Re: [openstack-dev] Jenkins test logs and their retention period

2014-03-26 Thread Joe Gordon
On Wed, Mar 26, 2014 at 11:15 AM, Vishvananda Ishaya
vishvana...@gmail.comwrote:


 On Mar 24, 2014, at 2:09 PM, Joe Gordon joe.gord...@gmail.com wrote:




 On Mon, Mar 24, 2014 at 3:49 AM, Sean Dague s...@dague.net wrote:

 Here is some preliminary views (it currently ignores the ceilometer
 logs, I haven't had a chance to dive in there yet).

 It actually looks like a huge part of the issue is olso.messaging, the
 bulk of screen-n-cond is oslo.messaging debug errors. It seems that in
 debug mode oslo.messaging is basically a 100% trace mode, which include
 logging every time a UUID is created and every payload.

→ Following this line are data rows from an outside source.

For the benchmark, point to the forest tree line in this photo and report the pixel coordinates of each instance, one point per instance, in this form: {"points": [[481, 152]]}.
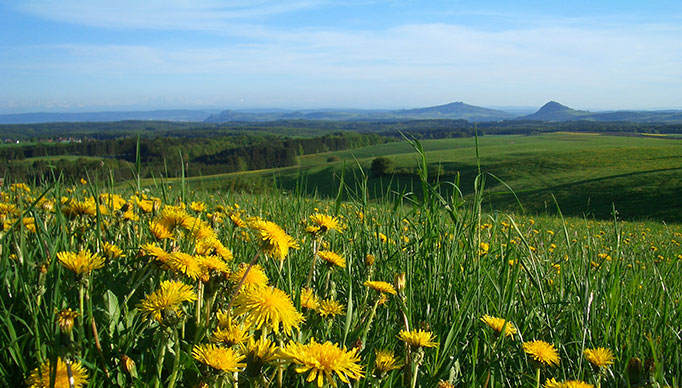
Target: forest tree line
{"points": [[164, 156]]}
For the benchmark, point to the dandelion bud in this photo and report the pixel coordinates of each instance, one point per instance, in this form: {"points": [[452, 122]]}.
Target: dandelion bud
{"points": [[65, 319], [129, 365], [400, 282]]}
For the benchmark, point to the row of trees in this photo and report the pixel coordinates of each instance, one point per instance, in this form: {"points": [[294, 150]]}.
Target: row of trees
{"points": [[163, 156]]}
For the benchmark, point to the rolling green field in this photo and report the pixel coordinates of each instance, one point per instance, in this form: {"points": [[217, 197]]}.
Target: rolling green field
{"points": [[174, 287], [588, 174]]}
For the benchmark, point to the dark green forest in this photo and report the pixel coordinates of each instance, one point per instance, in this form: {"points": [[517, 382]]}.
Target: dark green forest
{"points": [[163, 156], [109, 150]]}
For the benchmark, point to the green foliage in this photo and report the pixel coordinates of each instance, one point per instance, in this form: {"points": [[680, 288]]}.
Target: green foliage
{"points": [[382, 166]]}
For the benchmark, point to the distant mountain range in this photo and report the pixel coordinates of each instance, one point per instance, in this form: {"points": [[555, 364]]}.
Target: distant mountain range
{"points": [[551, 111], [161, 115], [455, 110]]}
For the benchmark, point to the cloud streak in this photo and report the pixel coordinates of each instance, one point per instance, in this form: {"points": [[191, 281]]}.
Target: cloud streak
{"points": [[612, 65]]}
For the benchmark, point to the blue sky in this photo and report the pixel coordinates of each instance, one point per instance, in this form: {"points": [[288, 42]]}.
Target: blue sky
{"points": [[74, 55]]}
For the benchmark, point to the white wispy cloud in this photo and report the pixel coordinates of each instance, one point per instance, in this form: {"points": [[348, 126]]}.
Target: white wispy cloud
{"points": [[201, 15], [576, 61]]}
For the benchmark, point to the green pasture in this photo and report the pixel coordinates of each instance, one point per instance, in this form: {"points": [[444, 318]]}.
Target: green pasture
{"points": [[588, 174]]}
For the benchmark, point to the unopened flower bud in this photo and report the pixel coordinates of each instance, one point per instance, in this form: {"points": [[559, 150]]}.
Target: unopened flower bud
{"points": [[65, 319], [400, 282], [129, 365]]}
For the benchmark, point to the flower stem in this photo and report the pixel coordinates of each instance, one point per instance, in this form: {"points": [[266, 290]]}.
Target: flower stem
{"points": [[312, 265], [176, 361], [369, 322], [159, 362], [537, 378], [241, 282]]}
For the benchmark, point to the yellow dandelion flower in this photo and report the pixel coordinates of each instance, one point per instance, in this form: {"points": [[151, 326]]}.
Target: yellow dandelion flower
{"points": [[156, 252], [212, 266], [147, 206], [183, 263], [330, 307], [386, 361], [112, 251], [237, 221], [166, 300], [322, 361], [40, 377], [223, 359], [418, 338], [498, 324], [160, 231], [267, 306], [274, 240], [325, 222], [332, 258], [198, 206], [309, 300], [172, 216], [81, 263], [383, 287], [212, 246], [76, 208], [129, 215], [599, 357], [29, 224], [542, 352], [255, 278], [65, 320], [566, 384]]}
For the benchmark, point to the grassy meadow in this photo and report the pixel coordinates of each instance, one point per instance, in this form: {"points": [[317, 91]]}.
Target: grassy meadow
{"points": [[173, 284], [588, 174]]}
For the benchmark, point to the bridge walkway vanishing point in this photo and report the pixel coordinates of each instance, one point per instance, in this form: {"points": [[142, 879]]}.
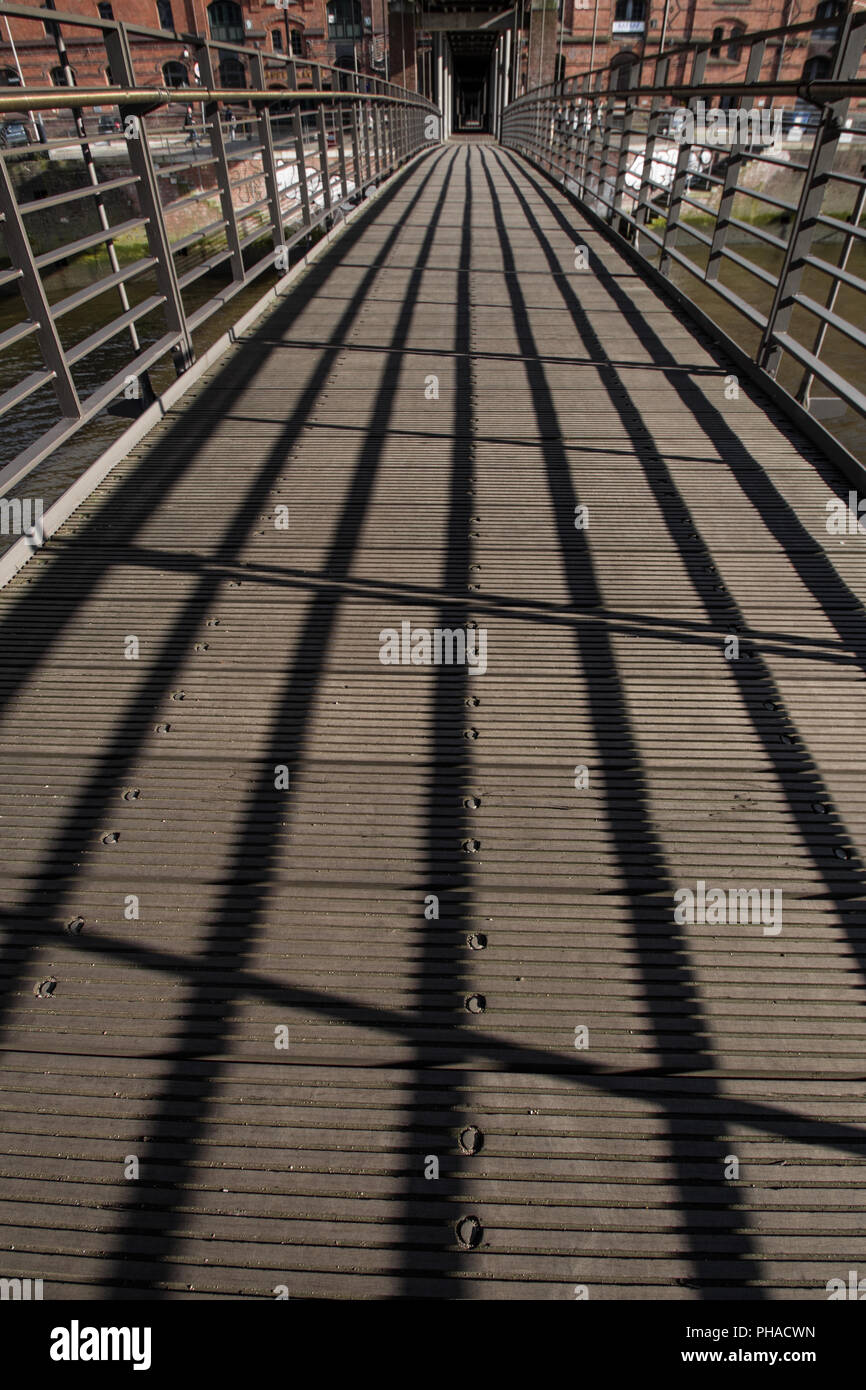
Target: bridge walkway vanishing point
{"points": [[246, 988]]}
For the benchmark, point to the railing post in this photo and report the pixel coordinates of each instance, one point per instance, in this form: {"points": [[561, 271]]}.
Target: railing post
{"points": [[812, 195], [268, 164], [681, 173], [357, 175], [606, 205], [323, 141], [339, 121], [731, 174], [631, 102], [141, 161], [300, 159], [34, 296], [377, 139], [654, 120], [224, 178]]}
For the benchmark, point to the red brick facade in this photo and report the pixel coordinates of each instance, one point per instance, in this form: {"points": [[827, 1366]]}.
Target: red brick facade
{"points": [[355, 34], [380, 36]]}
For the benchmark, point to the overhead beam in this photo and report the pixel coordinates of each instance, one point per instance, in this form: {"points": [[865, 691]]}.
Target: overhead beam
{"points": [[491, 20]]}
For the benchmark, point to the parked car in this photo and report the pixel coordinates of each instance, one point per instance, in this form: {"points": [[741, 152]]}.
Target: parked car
{"points": [[13, 134]]}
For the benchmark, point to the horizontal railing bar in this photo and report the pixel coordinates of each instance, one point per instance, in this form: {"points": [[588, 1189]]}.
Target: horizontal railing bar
{"points": [[186, 200], [257, 232], [195, 236], [42, 448], [24, 388], [749, 266], [99, 287], [164, 170], [836, 273], [833, 320], [17, 332], [111, 330], [819, 92], [42, 99], [845, 228], [819, 369], [759, 232], [766, 198], [85, 243], [253, 207], [203, 267], [74, 195]]}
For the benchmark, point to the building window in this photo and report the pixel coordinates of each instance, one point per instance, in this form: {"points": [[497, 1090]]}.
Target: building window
{"points": [[225, 21], [829, 10], [628, 17], [816, 68], [231, 71], [345, 20], [736, 42], [175, 74]]}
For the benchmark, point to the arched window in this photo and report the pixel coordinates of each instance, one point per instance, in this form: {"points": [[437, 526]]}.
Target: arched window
{"points": [[225, 20], [736, 42], [620, 71], [827, 10], [630, 11], [232, 71], [816, 68], [175, 74], [345, 20]]}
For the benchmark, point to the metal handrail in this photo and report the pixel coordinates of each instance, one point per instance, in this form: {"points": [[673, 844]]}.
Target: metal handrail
{"points": [[569, 131], [300, 170]]}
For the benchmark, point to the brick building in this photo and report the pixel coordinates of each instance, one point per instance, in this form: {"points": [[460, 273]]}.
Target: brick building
{"points": [[598, 32], [405, 39], [349, 34]]}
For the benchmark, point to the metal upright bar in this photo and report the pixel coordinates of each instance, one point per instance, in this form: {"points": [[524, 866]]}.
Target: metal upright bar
{"points": [[268, 164], [224, 178], [681, 171], [731, 174], [53, 27], [656, 111], [859, 207], [35, 300], [812, 198], [323, 141], [141, 161], [300, 159], [619, 189]]}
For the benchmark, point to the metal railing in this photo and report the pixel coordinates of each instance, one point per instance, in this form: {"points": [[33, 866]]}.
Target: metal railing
{"points": [[205, 182], [634, 149]]}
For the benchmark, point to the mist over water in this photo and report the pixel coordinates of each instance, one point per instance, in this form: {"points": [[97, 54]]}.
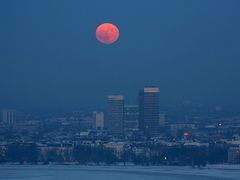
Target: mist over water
{"points": [[113, 173]]}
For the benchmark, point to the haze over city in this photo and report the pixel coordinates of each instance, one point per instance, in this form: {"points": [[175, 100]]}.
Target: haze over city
{"points": [[108, 90]]}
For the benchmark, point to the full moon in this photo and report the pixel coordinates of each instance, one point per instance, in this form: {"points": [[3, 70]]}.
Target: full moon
{"points": [[107, 33]]}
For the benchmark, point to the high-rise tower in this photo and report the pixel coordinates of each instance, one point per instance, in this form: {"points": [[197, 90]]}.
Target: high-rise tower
{"points": [[115, 114], [149, 111]]}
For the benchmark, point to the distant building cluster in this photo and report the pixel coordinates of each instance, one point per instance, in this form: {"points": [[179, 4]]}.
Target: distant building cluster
{"points": [[143, 133]]}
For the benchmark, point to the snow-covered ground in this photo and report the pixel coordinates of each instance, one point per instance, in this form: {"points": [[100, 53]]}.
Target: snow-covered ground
{"points": [[57, 172]]}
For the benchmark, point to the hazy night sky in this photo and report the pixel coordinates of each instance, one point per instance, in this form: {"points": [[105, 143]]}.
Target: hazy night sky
{"points": [[50, 58]]}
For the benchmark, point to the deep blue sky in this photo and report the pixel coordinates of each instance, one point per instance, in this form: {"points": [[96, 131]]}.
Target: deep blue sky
{"points": [[50, 58]]}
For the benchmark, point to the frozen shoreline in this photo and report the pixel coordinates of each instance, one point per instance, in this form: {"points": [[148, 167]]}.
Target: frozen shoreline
{"points": [[214, 171]]}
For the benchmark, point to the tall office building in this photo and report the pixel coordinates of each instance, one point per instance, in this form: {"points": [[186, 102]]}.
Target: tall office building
{"points": [[98, 120], [115, 114], [131, 115], [8, 116], [149, 111]]}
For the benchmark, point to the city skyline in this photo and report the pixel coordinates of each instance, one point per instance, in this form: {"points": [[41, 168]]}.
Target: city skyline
{"points": [[52, 60]]}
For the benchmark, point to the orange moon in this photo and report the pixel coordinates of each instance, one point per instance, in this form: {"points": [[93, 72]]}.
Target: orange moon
{"points": [[107, 33]]}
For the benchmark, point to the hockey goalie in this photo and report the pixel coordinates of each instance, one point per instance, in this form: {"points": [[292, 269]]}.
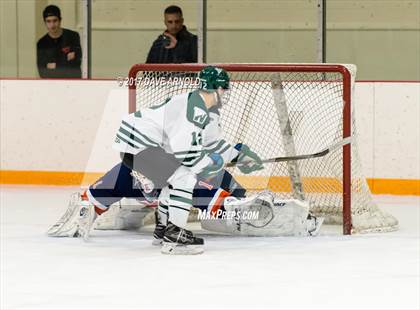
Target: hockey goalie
{"points": [[173, 153]]}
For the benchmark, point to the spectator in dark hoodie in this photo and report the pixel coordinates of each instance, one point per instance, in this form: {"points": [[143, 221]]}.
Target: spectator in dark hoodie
{"points": [[176, 44], [59, 54]]}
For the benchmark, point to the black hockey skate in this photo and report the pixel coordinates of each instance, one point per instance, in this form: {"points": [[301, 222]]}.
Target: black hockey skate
{"points": [[177, 240]]}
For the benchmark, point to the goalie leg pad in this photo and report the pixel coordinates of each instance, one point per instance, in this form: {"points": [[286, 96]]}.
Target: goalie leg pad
{"points": [[77, 221], [275, 217]]}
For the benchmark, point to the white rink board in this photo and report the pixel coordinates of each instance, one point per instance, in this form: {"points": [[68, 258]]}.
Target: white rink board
{"points": [[70, 125], [122, 270]]}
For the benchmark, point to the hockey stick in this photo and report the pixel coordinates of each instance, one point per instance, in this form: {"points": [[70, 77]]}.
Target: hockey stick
{"points": [[298, 157]]}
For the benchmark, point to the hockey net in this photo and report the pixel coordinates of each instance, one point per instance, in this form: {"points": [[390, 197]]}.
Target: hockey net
{"points": [[285, 110]]}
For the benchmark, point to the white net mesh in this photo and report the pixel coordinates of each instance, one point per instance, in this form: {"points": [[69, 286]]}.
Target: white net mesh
{"points": [[285, 114]]}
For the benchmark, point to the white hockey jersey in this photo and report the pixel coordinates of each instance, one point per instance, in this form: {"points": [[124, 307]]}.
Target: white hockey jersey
{"points": [[182, 125]]}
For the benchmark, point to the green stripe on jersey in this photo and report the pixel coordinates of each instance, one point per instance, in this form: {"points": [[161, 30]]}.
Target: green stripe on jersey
{"points": [[181, 199]]}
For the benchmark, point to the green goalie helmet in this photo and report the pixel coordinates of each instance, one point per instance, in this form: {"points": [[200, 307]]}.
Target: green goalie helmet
{"points": [[211, 78]]}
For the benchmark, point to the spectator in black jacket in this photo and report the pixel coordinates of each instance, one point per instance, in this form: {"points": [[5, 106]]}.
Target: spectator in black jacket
{"points": [[176, 44], [59, 54]]}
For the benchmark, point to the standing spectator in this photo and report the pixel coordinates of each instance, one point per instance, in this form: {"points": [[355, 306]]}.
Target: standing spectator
{"points": [[58, 52], [176, 44]]}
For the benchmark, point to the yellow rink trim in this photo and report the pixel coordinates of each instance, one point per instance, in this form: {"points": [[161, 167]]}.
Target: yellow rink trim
{"points": [[276, 183]]}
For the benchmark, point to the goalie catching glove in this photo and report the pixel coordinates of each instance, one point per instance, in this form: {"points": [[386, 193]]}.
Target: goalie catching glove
{"points": [[210, 165], [247, 160]]}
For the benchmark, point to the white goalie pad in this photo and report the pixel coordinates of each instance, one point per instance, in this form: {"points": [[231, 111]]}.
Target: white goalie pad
{"points": [[262, 215]]}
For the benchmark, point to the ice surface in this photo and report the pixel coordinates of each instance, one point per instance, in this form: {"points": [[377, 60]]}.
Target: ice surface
{"points": [[122, 270]]}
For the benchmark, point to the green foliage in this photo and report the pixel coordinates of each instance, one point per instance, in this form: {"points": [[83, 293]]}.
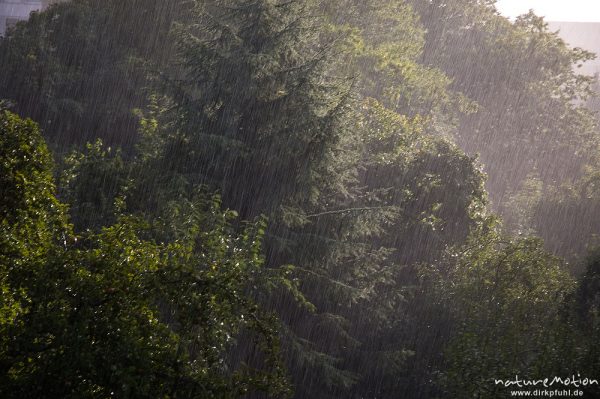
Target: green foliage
{"points": [[80, 67], [506, 297], [119, 313], [90, 182]]}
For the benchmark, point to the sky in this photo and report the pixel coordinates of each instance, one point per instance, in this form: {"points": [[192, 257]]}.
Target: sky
{"points": [[553, 10]]}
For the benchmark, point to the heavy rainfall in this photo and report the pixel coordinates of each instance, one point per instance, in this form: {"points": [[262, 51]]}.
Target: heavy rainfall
{"points": [[355, 199]]}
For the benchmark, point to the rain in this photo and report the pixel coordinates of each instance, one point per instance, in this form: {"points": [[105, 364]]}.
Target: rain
{"points": [[354, 199]]}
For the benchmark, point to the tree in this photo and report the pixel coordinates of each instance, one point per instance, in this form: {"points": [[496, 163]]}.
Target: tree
{"points": [[80, 67], [120, 313], [507, 298]]}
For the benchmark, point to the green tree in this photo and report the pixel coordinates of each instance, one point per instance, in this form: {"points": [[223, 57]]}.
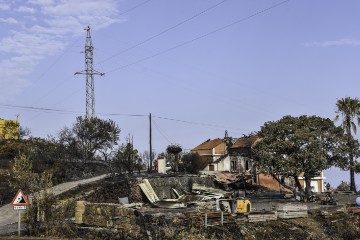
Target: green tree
{"points": [[89, 135], [22, 173], [298, 145], [349, 110], [175, 150], [9, 130]]}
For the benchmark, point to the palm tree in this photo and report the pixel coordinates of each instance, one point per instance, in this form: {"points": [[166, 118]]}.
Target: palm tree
{"points": [[349, 109]]}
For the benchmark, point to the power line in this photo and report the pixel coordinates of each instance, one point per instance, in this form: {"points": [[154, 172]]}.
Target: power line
{"points": [[200, 37], [164, 31], [71, 45], [197, 123], [30, 108], [162, 132]]}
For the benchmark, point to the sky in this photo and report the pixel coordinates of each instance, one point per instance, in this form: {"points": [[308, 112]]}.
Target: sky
{"points": [[200, 67]]}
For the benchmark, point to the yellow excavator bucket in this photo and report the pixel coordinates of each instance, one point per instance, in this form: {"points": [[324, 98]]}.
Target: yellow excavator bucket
{"points": [[243, 206]]}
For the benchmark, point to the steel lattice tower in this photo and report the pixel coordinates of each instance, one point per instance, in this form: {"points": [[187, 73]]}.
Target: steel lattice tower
{"points": [[89, 72]]}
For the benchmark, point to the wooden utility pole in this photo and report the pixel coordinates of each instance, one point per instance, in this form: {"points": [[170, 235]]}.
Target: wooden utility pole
{"points": [[150, 136]]}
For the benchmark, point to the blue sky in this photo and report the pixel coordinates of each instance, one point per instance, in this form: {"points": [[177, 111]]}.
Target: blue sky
{"points": [[214, 65]]}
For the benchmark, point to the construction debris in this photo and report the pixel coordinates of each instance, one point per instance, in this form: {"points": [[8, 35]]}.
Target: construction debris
{"points": [[291, 210], [354, 210], [231, 178], [262, 216], [148, 191]]}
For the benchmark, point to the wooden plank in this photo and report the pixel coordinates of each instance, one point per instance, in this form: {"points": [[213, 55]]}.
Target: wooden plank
{"points": [[147, 192], [152, 192]]}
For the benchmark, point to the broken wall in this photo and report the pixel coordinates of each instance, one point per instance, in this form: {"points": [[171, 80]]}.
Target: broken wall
{"points": [[163, 186]]}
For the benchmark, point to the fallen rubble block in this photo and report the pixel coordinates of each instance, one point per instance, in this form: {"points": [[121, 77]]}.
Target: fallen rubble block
{"points": [[291, 210], [354, 210], [104, 215], [263, 216], [209, 218]]}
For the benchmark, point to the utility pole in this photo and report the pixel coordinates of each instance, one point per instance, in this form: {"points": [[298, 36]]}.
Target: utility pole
{"points": [[89, 72], [151, 160]]}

 I'm not convinced why that's a useful. We don't log every sql statement
 we run (with full payload).


 Agreed. I turned off oslo.messaging logs [1] and the file sizes in a
 check-tempest-dsvm-full dropped drastically to [2]. nova-conductor logs
 dropped way down from 7.3MB to 214K.

 [1] https://review.openstack.org/#/c/82255/
 [2]
 http://logs.openstack.org/55/82255/1/check/check-tempest-dsvm-full/88d1e36/logs/?C=S;O=D

 The recent integration of oslo.messaging would also explain the new
 growth of logs.

 Other issues include other oslo utils that have really verbose debug
 modes. Like lockutils emitting 4 DEBUG messages for every lock acquired.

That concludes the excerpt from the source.